The visible surface of a museum, which is to say its collections as they are displayed, tells you what sort of institution it is. Its description of itself, on the other hand, and the way in which it verbally interprets its collections, tell you what sort of institution it thinks it is. The Galleria Regionale della Sicilia, which is housed in the Catalan-Gothic Palazzo Abatellis, calls itself an ‘interdisciplinary museum’, and it may well be that work goes on behind the scenes which transects the disciplines of art history, archaeology, history, literary studies and particle physics, but as experienced by the visitor, it is a museum of medieval art.

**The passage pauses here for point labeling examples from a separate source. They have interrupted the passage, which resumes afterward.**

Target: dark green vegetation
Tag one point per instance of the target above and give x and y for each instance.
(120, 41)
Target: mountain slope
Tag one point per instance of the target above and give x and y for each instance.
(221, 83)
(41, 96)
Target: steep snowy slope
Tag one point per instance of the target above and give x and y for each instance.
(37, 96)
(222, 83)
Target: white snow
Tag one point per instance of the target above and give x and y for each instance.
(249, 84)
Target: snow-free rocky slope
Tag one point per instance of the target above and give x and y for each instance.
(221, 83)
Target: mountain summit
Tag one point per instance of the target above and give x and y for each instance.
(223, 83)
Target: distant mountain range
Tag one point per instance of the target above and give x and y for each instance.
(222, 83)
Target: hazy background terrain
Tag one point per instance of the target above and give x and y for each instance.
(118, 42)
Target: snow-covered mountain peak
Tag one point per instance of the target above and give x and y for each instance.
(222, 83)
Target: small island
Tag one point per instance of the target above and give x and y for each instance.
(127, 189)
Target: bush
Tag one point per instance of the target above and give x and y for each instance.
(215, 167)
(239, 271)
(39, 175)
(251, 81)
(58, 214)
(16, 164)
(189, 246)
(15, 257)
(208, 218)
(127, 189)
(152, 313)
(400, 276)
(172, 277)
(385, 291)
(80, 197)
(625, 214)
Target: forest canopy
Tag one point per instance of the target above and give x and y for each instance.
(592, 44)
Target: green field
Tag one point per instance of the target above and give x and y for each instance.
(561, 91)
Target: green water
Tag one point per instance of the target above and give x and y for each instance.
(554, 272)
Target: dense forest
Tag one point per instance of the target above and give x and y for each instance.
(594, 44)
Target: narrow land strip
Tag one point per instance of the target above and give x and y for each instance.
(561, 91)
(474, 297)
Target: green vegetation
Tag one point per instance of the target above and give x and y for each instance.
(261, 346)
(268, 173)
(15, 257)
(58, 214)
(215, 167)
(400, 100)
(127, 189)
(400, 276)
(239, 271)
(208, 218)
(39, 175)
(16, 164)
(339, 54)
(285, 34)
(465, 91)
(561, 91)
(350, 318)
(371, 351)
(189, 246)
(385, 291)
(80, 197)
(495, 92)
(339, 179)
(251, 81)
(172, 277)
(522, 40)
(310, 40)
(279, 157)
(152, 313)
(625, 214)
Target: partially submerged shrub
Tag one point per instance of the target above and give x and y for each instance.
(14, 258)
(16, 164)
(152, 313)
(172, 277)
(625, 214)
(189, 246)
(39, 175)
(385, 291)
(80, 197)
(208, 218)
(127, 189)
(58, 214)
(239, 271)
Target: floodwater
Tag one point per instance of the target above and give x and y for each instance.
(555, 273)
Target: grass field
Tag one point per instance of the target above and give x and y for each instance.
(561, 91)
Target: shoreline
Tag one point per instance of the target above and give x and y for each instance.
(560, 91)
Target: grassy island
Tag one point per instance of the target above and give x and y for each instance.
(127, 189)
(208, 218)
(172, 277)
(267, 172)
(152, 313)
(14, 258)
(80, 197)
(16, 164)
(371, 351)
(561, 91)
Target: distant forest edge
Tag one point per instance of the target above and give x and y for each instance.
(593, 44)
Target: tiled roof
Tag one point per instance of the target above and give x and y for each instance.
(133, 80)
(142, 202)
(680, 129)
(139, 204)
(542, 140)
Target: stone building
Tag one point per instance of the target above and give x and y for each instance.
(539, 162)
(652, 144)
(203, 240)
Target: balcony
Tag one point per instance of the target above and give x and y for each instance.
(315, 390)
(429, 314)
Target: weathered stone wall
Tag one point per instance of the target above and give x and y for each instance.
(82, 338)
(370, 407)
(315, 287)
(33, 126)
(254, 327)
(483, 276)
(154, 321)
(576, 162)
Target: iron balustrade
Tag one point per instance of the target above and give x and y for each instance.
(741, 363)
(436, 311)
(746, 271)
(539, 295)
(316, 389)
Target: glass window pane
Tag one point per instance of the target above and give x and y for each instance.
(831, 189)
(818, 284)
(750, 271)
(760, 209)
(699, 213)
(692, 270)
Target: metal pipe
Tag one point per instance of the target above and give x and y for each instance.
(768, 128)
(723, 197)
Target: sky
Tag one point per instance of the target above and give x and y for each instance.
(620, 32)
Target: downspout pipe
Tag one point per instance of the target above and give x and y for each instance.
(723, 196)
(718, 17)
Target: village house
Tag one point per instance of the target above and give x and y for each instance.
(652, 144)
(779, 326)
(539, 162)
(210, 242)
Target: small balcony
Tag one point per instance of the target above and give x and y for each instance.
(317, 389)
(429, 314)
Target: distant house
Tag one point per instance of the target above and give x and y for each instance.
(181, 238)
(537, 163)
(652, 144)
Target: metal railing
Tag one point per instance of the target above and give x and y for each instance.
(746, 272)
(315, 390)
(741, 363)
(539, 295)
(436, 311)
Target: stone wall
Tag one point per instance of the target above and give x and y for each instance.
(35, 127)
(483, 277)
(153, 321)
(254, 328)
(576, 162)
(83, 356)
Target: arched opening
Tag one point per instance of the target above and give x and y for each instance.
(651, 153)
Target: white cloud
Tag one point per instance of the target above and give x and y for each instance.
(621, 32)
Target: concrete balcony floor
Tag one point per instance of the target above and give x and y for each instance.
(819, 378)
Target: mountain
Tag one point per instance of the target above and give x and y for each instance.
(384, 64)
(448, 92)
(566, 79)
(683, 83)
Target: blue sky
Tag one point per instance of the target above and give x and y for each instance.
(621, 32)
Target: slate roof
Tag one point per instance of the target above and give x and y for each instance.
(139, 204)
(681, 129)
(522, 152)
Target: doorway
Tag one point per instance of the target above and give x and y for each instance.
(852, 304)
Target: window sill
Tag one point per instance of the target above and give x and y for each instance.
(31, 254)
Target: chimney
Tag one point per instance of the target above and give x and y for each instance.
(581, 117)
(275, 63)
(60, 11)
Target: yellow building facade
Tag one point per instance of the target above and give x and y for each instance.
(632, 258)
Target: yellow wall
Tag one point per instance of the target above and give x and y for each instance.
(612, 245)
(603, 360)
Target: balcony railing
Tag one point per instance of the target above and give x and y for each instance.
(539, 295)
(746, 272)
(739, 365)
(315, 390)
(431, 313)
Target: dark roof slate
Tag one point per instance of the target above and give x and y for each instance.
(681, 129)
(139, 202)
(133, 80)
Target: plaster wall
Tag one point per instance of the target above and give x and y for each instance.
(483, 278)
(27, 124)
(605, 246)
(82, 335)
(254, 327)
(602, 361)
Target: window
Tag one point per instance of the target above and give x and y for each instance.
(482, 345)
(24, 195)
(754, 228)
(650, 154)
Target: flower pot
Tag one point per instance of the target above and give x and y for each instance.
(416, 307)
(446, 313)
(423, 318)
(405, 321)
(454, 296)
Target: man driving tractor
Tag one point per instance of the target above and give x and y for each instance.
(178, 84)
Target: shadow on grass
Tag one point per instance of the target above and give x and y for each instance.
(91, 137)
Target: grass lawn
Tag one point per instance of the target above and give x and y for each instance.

The building itself is an overtly medieval edifice of the fifteenth century, a moment in the history of architecture when much building in Italy already looks like it belongs to the Renaissance. It is heavy, impressive, durable, but also delicate and finely wrought in places. The space is well-suited to the style of art in the collection, its large, cool, dim halls having something of an ecclesiastical feel, in which the predominantly religious themes of the collection seem comfortable – and it did in fact serve as a convent for some centuries. The displays are notably well laid out, each work given the space it requires, all matched to the geometries of the building in ways that showcase their virtues to the maximum. Clearly these museological aesthetics are hindered or abetted by the quality of the art, but in this case the art is very much on the side of the curators. Antonello da Messina’s 1476 Virgin Annunciate is one of those pieces that stares at you out of the past with modern eyes; the face of the Virgin Mary preserves the pensive, self-possessed appearance of a model that da Messina was concerned to represent as a human being, irrespective of the narrative function her image was required to fulfil within the composition. This early in the Renaissance, such realism is startling.
The majority of art in the collection is more representative of the era, an artistic period whose technical handling of the human face lends itself to amusing misinterpretation, and we had a good deal of fun imagining scenarios to explain the strangely mismatched facial expressions of the figures in various biblical scenes. Of course some of what now looks funny is not a consequence of technical shortcomings, but of the artistic conventions of the day, and it is always possible to make remarkable, moving artworks out of the technical and stylistic resources to hand. A good example of this is the dramatic six-metre fresco Trionfo della Morte, which dominates the former chapel, one of the largest galleries. There are other more famous versions of this scene, such as Pieter Bruegel the Elder’s oil on canvas work at the Prado, with which the Palermo Trionfo shares some compositional conventions, but this piece in particular is considered a definitive example of the late Italian Gothic. As in other examples, Death is riding a skeletal horse and killing people, while most of those in the scene ignore the carnage and get on with being sinful. I lack the knowledge to offer a detailed analysis of the work, which is accomplished, but has nothing of the absorbing mimetic accuracy of the late Renaissance; what struck me most was a strange modernity in the handling of certain textures. Of course it’s more to the point to discuss a Gothic influence on certain post-Impressionist painters, and I have no idea if such an influence is recognised, but the way that textile patterns in the Trionfo fill the space available to them, and push forward onto the picture plane, put me in mind of decorative tendencies in early twentieth-century painting. Matisse’s l’Atelier Rouge or Klimt’s Jurisprudence seem to have something in common with this hectoring, beautiful fresco.
For all that the work is clearly hung with care and thought, and that the museum is not obviously falling apart, it clearly lacks the funding for regular redisplays, and the labels throughout are yellowing and typewritten. Paper yellows, and I couldn’t really date the labels by that, but cheap inkjet printers have been around for twenty-five years, and I can’t really imagine that any label produced since the mid-nineties would have been bashed out on a typewriter. I’m probably wrong, but it felt like we’d stepped back into the nineteen-eighties, when such labels were commonly seen in the UK alongside dark brown hessian-covered display boards and leaflet stands full of Shire Albums. Like other sites we visited, I guess that the Galleria Regionale della Sicilia is a victim of Sicily’s hyperabundance of heritage, which couldn’t possibly all be properly funded. In this case, institutional poverty does not detract at all from the experience, however. I’ve rarely seen a better, or more sympathetically displayed collection of medieval art.